Maserati a vendu 61 voiture quand en 1950, la A6 évolue et devient A6G 2000. La Maserati A6G était en fait un châssis avec un moteur, en l’occurence le 6 en ligne qui passait à 2.0l gavé par trois carbus Weber 40 pour sortir 100 ch, encore un peu just’ même si elle n’accuse que 1000 kg. Pour la carrosserie, les clients avaient le choix entre plusieurs spécialistes, Ghia, Vignale, Pininfarina, Bertone, Allamano, Frua ou Zagato. Seulement seize voitures verront le jour, neuf dessinées par Pininfarina en coupé coach 2+2, quatre cabriolets et un coupé signés Frua, un autre par Allemano et un dernier chez Vignale, aux courbes tracées par Giovanni Michelotti.

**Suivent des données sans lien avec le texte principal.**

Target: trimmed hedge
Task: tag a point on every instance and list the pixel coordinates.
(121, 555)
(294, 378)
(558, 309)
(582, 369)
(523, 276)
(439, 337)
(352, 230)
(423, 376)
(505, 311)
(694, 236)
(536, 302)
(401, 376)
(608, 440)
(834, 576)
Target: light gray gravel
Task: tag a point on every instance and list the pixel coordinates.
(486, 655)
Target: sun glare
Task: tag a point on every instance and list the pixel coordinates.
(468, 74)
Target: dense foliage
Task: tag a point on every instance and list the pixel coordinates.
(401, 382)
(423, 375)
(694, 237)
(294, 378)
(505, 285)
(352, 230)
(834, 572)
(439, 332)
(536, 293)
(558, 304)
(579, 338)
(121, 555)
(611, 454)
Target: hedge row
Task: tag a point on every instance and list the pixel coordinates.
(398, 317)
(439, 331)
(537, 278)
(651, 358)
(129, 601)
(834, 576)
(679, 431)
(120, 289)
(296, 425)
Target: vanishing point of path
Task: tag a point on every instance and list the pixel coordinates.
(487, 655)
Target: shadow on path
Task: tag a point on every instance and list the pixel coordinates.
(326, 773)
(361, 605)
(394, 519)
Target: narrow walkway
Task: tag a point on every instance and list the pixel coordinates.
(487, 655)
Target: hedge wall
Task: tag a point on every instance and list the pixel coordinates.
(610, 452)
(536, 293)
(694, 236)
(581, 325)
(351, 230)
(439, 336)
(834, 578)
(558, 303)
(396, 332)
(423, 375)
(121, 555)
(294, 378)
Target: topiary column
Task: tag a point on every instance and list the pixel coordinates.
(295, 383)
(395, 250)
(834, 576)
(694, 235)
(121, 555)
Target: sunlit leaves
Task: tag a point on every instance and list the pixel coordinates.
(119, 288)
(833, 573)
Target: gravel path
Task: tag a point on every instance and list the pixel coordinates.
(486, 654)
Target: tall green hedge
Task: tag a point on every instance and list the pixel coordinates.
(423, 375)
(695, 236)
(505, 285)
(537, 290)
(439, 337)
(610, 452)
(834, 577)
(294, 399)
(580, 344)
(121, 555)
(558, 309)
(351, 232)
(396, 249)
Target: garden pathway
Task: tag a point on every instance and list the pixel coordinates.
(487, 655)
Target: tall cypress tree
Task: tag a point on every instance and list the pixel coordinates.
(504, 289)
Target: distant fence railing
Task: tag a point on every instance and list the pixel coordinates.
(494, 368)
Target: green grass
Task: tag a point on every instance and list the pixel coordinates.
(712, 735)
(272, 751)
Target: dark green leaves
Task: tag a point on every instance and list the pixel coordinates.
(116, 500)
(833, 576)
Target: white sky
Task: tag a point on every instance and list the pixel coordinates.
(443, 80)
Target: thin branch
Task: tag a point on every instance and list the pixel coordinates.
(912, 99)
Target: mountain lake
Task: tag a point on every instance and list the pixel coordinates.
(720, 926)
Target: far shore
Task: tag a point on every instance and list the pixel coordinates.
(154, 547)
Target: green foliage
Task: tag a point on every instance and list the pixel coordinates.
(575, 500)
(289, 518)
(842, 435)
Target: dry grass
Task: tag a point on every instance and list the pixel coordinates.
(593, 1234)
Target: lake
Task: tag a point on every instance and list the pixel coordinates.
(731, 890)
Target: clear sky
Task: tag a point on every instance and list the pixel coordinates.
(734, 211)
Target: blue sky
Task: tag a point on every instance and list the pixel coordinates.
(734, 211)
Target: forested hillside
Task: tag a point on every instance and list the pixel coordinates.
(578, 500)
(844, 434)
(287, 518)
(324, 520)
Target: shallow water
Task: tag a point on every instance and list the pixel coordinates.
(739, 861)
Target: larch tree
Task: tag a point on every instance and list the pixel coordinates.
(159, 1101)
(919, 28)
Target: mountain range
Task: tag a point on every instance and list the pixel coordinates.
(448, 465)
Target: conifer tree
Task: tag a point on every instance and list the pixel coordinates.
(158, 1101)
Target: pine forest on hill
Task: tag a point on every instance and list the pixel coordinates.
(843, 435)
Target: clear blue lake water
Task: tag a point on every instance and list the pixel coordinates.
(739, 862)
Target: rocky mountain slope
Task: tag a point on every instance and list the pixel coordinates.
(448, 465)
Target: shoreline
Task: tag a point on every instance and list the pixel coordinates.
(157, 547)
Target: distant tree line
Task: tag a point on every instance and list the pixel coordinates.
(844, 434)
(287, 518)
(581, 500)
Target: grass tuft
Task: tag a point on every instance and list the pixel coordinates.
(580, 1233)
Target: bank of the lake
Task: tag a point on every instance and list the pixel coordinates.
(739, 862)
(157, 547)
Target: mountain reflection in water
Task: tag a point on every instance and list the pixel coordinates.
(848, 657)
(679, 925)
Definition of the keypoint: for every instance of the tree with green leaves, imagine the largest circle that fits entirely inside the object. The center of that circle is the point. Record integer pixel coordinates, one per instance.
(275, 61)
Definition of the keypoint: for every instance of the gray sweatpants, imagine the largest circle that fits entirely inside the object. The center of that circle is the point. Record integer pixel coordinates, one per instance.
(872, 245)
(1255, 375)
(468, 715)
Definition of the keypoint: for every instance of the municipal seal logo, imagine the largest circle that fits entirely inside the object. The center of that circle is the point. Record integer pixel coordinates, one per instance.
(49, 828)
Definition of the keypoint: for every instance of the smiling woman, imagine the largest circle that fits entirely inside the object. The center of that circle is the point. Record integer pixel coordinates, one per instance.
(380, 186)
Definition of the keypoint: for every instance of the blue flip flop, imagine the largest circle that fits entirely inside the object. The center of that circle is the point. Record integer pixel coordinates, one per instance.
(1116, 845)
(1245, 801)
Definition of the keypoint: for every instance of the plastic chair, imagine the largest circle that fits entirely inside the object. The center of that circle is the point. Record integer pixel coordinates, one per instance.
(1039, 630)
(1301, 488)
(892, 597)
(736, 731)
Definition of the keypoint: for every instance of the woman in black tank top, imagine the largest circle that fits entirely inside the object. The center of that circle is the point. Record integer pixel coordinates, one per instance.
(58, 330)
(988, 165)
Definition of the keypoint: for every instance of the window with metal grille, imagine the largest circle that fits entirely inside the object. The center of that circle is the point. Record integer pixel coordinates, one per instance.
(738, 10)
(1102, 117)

Mais à partir de 1954 la A6G 2000 évolue en devenant A6G 2000 Gran Turismo, plus connue sous le nom de A6G/54. Sous son capot, elle reçoit le 6 cylindres des modèles de course A6GCM (Campionato Monoposto… monoplace) et A6GCS (Campionato Sportprototipi). Le moteur est passé entre les mains expertes de Gioacchino Colombo (Qui signera aussi les V12 Ferrari…). Il reçoit une culasse double arbres et développe désormais 150 ch (Jusqu’à 190 en course)… en 56 un double allumage lui fera gagner 10 ch supplémentaires.
Là encore, plusieurs carrosseries sont proposés… 21 clients choisiront l’élégant coupé 2+2 Allemano, 7 préfèreront le coachwork 2+2 Frua et 12 le Gran Sport spyder du même carrossier. Enfin 20 signeront pour le racé Zagato… proposé soit en Coach, soit en Berlinetta (2 et 3 volumes), qui défilent sous vos yeux.
Pour être honnête avec vous, je pensais avec cet article, vous causer, peinard, de la première GT Maserati, une sportive aux lignes aussi racées que sublimes, et avec une histoire simple et limpide. Tu parles, il a fallu me coltiner des heures de recherches, de traductions, et reboucler entre toutes les différentes infos plus ou moins aléatoires, trier, mettre tout en ordre… Je peux vous dire que j’en ai appris autant sur la marque que sur cette A6G/54 à l’histoire aussi passionnante qu’enrichissante.